回复:用AntConc处理中文concordance, wordlist, N-gram
以下是引用 laohong 在 2006-3-30 11:55:18 的发言:
以下是引用
动态语法 在
2006-3-29 15:28:58 的发言:
... I have had numerous discussions with him about code names; apparently this is the best that can be done at this point...
Basically, my test showed that this tiny program works very well with Chinese texts, though it is a pity that the concordances of KWIC are not nicely presented. Can you also ask him to add an option in saving the concordance result? Something similar as Wconcord's "Save with delimiters":
With the delimiters saved, the concordance result looks as follow:
Then we can make use of regular expression to replace all "|" with a Tab, and replace "[" with a Tab and "[". The result then can be opened with Excel in three columns. Resort in Excle is of course quite easy.
[/quote]
So my understanding is that you want some characters there in the result file to work with with
a GREP program and eventually be able to export the result to Excel. I asked him to make it
possible to center the search term in the line, which he said could be done easily. If this
happens I think it would work for your need. That is, if the search term is centered
there is usally a tab character before and after the search term, so you don't need the
| -> TAB replacement process.
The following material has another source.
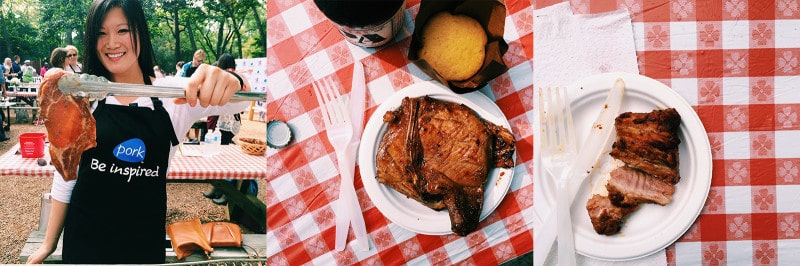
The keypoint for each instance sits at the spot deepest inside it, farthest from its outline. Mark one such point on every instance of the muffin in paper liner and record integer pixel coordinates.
(490, 14)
You could still use a GREP program to replace the sequence
'TAB SEARCH_TERM TAB' with whatever you want to replace and export
the data to whatever program you want to export. As far as I can tell, having the result in
a fixed format (e.g. TAB SEARCH_TERM TAB), a lot of things can be made possible.
(With regard to the [ ] characters, that's even easier to replace with any 'search and replace'
mechanisms.)
A little bit of history: the multilingual/UNICODE capability was added in v. 3.0. Now 3.1. is
vastly better than 3.0 but it's still a bit confusing as far as the encoding names.